Mechanical Strength and Installation Efficiency: They exhibit superior mechanical strength over long distances with minimal need for fixings. This characteristic significantly reduces installation times, as fewer supports and fasteners are required compared to cable runs. The robustness of trunking systems also ensures greater durability and reliability during operation.
Space - saving and Simplified Design: Trunking systems eliminate the need for multiple cable runs along with their associated supporting metalwork, simplifying the overall electrical infrastructure. This reduction in complexity not only saves space but also makes the system easier to manage and maintain.
Reduced Termination Requirements: They demand less termination space within switchboards. This is a crucial advantage, especially in switchboard designs where space is at a premium, allowing for more compact and efficient electrical panel layouts.
Eliminating the Need for Cable Jointers: Since trunking systems are pre - assembled and do not require on - site cable splicing, the need for specialized cable jointers is eliminated.
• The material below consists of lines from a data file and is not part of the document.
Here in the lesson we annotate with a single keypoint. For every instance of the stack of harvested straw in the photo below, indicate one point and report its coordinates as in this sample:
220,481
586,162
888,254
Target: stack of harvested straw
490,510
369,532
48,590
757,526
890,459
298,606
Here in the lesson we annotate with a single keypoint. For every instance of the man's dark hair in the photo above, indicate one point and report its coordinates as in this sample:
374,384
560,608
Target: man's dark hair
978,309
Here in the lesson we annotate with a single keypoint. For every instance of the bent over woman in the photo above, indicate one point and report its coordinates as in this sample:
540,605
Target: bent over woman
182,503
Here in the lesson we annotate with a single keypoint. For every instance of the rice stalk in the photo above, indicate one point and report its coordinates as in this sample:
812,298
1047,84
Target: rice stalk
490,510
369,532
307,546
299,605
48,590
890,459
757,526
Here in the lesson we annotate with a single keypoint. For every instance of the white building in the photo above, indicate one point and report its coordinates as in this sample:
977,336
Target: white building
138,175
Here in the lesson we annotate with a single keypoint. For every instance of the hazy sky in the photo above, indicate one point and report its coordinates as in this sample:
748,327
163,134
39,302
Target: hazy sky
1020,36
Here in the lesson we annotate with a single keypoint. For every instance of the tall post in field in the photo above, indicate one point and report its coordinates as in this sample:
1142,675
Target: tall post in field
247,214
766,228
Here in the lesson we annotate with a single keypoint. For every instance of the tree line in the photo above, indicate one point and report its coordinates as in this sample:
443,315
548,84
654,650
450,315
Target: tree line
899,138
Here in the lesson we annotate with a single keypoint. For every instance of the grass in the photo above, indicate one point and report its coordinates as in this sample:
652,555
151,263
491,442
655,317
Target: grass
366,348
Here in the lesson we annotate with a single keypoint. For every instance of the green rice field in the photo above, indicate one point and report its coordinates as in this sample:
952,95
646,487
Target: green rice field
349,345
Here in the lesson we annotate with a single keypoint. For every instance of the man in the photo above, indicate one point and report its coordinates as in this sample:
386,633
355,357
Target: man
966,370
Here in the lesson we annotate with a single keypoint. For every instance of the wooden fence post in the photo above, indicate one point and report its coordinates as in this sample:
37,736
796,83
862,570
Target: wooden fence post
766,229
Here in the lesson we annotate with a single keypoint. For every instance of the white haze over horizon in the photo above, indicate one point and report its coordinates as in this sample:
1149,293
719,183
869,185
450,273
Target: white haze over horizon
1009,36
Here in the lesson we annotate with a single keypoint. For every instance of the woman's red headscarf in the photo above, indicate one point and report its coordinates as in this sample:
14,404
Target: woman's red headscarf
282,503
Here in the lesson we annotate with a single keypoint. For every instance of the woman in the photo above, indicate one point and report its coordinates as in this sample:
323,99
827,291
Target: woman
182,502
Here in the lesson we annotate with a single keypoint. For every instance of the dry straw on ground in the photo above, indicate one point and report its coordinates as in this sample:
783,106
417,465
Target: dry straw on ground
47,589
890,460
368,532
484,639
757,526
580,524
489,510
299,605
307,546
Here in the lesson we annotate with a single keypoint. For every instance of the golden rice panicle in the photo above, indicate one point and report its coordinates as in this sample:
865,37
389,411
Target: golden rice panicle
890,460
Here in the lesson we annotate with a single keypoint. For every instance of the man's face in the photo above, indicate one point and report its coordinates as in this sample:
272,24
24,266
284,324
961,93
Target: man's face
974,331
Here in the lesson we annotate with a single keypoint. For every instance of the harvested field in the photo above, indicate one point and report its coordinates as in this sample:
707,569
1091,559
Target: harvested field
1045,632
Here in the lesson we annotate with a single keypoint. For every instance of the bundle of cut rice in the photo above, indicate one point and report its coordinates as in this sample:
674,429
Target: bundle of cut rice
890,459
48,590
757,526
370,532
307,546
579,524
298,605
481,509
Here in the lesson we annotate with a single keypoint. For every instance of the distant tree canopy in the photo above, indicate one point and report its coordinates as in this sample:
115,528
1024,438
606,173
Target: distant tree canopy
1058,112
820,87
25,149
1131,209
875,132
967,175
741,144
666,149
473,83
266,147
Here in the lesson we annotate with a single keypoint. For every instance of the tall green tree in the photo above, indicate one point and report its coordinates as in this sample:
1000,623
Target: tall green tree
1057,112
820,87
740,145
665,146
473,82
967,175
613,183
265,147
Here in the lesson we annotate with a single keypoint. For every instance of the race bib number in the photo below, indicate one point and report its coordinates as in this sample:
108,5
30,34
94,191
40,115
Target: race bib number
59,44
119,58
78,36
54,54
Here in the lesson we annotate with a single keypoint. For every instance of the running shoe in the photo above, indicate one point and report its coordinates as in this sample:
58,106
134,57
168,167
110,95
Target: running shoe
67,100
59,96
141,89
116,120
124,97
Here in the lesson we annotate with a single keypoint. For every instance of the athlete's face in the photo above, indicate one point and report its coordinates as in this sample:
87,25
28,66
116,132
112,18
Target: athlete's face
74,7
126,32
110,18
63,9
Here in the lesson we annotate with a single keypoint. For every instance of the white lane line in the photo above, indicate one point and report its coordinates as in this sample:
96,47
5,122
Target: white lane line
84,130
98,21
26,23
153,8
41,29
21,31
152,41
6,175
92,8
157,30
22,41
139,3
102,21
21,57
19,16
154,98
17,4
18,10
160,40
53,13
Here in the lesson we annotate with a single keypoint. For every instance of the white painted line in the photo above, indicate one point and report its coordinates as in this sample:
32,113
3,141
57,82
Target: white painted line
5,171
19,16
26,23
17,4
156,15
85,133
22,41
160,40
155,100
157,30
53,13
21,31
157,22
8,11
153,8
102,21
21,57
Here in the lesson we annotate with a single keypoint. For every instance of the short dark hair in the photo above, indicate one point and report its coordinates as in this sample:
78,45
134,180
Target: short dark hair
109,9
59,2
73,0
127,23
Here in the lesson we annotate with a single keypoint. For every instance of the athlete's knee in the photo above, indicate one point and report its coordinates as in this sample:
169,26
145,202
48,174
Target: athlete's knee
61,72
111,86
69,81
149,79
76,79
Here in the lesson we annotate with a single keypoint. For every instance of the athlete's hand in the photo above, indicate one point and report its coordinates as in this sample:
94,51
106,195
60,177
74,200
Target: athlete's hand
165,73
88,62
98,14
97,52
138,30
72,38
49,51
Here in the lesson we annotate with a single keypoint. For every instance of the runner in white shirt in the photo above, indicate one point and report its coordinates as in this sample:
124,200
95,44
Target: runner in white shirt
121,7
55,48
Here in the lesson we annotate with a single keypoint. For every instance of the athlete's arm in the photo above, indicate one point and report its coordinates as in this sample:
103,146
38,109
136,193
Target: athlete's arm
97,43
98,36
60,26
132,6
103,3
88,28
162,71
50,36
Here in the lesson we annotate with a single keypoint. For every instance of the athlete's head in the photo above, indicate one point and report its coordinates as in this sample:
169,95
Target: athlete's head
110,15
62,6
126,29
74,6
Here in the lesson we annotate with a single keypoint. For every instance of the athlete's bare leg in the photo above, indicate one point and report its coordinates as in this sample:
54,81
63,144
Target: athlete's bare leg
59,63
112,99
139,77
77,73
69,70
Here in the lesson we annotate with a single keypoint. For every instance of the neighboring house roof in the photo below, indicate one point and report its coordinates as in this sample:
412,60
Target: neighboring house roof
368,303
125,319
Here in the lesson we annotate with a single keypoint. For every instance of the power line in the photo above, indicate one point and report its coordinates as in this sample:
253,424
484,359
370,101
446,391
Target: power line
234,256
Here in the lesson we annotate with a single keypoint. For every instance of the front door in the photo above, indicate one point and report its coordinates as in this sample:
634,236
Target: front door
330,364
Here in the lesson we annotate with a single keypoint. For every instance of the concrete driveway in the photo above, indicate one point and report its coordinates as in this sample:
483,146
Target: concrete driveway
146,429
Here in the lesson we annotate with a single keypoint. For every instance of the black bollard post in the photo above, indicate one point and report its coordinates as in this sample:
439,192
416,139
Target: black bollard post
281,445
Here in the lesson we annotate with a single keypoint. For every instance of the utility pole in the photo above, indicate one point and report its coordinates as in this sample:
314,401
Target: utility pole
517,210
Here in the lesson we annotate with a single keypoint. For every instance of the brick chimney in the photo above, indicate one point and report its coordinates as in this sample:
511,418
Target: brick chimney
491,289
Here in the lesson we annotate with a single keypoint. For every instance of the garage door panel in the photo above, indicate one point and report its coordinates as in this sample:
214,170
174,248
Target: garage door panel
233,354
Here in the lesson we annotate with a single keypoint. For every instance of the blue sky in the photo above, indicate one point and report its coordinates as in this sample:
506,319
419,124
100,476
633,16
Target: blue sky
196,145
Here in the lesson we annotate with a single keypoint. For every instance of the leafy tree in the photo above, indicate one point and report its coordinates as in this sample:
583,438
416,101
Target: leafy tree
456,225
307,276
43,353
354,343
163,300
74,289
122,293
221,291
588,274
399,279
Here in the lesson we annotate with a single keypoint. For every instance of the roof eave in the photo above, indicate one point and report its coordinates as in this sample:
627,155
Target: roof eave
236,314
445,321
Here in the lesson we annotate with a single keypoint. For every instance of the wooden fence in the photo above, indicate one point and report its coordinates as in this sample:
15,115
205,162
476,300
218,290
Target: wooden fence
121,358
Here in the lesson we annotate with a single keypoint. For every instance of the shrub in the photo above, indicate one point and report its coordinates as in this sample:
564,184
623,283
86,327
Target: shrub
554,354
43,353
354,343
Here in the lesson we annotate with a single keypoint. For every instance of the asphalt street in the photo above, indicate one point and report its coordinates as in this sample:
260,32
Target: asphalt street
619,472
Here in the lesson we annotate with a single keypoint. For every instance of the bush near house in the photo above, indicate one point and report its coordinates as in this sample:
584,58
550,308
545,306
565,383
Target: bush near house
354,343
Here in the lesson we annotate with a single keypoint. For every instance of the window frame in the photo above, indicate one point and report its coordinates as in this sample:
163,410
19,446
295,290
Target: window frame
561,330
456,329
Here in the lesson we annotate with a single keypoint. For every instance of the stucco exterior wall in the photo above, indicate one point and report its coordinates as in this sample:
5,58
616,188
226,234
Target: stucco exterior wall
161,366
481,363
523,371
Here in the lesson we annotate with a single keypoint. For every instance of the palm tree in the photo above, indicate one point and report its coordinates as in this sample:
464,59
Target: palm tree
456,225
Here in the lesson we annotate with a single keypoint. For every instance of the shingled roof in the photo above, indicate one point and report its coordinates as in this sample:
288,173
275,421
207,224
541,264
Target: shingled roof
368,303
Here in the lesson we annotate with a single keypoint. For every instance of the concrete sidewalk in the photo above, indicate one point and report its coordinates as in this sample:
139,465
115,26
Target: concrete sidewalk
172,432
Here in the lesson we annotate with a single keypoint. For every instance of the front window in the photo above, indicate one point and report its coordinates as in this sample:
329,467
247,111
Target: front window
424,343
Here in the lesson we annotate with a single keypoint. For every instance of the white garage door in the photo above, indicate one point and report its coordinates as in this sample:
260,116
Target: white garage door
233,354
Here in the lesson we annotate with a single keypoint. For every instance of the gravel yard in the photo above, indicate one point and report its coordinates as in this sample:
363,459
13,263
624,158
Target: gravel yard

This not only reduces labor costs but also minimizes the potential for errors associated with cable joining, enhancing the overall quality and reliability of the electrical installation.
Flexibility in Power Distribution: Multiple tap - off outlets provide flexibility to adapt to changes in power requirements after the initial installation, subject to the rating of the busbar trunking. This feature allows for easy reconfiguration of the electrical system to accommodate new loads or changes in load demands, making trunking systems highly adaptable to evolving electrical needs.
Ease of Repositioning and Extension: Repositioning distribution outlets is a straightforward process with trunking systems. Moreover, the system can be easily extended as the electrical requirements of a facility grow, offering a scalable solution for power distribution.
Aesthetic Appeal: In areas where the electrical system is visible, trunking systems offer an aesthetically pleasing appearance compared to bundles of cables. Their sleek and uniform design can enhance the visual appeal of a building's interior, making them a preferred choice in commercial and public spaces.
Reusability: Busbar trunking systems can be dismantled and reused in other areas, providing a cost - effective solution for facilities undergoing renovation or expansion. This reusability factor not only reduces waste but also offers significant savings in terms of material and installation costs.
Enhanced Fire Resistance: They provide better resistance to the spread of fire compared to traditional cable systems. The metallic enclosure of the trunking helps to contain fire and prevent it from spreading through the electrical system, contributing to improved fire safety in buildings.